The new Unabomber...

The Unabomber in Washington
by Butler Shaffer

When Ted Kaczynski – otherwise known as the "Unabomber" – was finally captured, he was living as a recluse in an isolated cabin in Montana. Over a seventeen-year period, he mailed bombs to a number of targets (e.g., universities, airlines) killing three persons and injuring a score of others. While he was quite open about the socio-politico motives for his violent acts, thoughtful minds wondered how an otherwise intelligent and well-educated man could reduce himself to such acts of utter desperation.

My thoughts on this question centered on the fact that this man had – during this time period – lived such a secluded life. I was reminded how so many serial killers are identified by neighbors as "loners," suggesting that those who choose to live apart from others might have anti-social tendencies. I continue to reject this idea, but do acknowledge that a prolonged isolation from others can generate a confused and conflict-ridden state of mind; that we need ongoing relationships and conversations with others to keep from talking ourselves into a state of insanity.

We are neither members of a single-minded collective, nor hermits living in isolation from one another. Each of us is a biologically and experientially unique individual who, at the same time, is a social being who requires living in society with others. Whether we can conduct ourselves so as to fully integrate these characteristics, is a question with which we continue to struggle.

From early childhood on, we have a need to converse, to negotiate, to get feedback from others, to ask questions of one another, in order to discover the nature and range of our actions. This does not mean that we need to have others tell us how to act: to so think is to abandon the responsibility for our own thinking. Ayn Rand’s works were an important catalyst for the development of my thinking; she raised all sorts of questions that energized my mind. But after a few years of such exploration, I ended up rejecting most of her thinking. But to get to that point, I had to listen to, consider, and analyze what she was saying as part of the process that brought me to where I am. I might add, that this is the same process small children engage in when they keep asking you "why?": they often want to hear what you tell them so they can compare and contrast what they have learned from others and their own experiences.
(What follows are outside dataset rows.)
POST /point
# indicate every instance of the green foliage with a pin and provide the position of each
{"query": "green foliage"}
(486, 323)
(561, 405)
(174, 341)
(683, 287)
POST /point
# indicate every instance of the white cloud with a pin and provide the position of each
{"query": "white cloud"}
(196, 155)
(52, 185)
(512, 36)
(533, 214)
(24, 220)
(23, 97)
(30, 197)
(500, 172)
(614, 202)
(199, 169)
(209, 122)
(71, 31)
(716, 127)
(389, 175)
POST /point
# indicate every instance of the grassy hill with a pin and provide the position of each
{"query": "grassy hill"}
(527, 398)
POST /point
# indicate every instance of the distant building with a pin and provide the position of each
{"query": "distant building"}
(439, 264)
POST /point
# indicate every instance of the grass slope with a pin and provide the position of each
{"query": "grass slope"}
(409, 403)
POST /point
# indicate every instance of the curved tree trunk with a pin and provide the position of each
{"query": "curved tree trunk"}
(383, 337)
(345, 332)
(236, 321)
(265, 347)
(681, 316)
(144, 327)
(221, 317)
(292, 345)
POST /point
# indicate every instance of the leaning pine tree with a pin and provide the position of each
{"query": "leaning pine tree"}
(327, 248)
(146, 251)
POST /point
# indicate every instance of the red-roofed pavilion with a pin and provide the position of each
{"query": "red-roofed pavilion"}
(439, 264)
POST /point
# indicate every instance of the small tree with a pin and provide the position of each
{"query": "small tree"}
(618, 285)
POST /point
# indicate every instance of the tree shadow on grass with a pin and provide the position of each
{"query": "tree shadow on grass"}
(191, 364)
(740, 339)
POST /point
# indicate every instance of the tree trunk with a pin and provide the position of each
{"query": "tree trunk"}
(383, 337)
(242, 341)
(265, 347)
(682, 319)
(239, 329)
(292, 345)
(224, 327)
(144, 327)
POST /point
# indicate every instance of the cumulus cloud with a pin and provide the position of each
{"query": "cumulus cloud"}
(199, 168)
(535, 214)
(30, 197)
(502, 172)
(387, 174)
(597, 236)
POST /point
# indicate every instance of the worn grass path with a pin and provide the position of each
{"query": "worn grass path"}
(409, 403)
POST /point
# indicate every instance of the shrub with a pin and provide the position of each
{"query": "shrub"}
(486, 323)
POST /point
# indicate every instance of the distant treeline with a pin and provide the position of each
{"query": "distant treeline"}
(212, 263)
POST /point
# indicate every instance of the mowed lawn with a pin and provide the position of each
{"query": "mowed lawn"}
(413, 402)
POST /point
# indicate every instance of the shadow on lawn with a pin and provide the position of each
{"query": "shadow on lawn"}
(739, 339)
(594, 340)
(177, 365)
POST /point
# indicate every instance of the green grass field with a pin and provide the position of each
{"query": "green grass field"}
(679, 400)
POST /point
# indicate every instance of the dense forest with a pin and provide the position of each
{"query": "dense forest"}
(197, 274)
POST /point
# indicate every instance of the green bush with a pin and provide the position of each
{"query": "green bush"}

What if we didn’t use others – and they, us – as sounding boards for our understanding of the world? What if you or I went off to a cabin in the wilderness and tried to interpret the nature of our world, and create our plans of action without the benefit of conversing with others? Others may have experiences, insights, knowledge, questions, or strategies other than our own, whose exploration might greatly improve the quality of our own thinking.

In isolated circumstances, with whom could we talk in an effort to flesh out our own thinking? Is it not evident that, when we are alone, the only voice we hear is the echo of our own thinking? Is it not also clear that this voice will be in complete agreement with what our conscious mind has to say on any subject? How many of us have developed an inner critic whose words can match the power of an intelligent friend, family member, colleague, or even a stranger, who might respond to an idea by saying "you must be kidding"?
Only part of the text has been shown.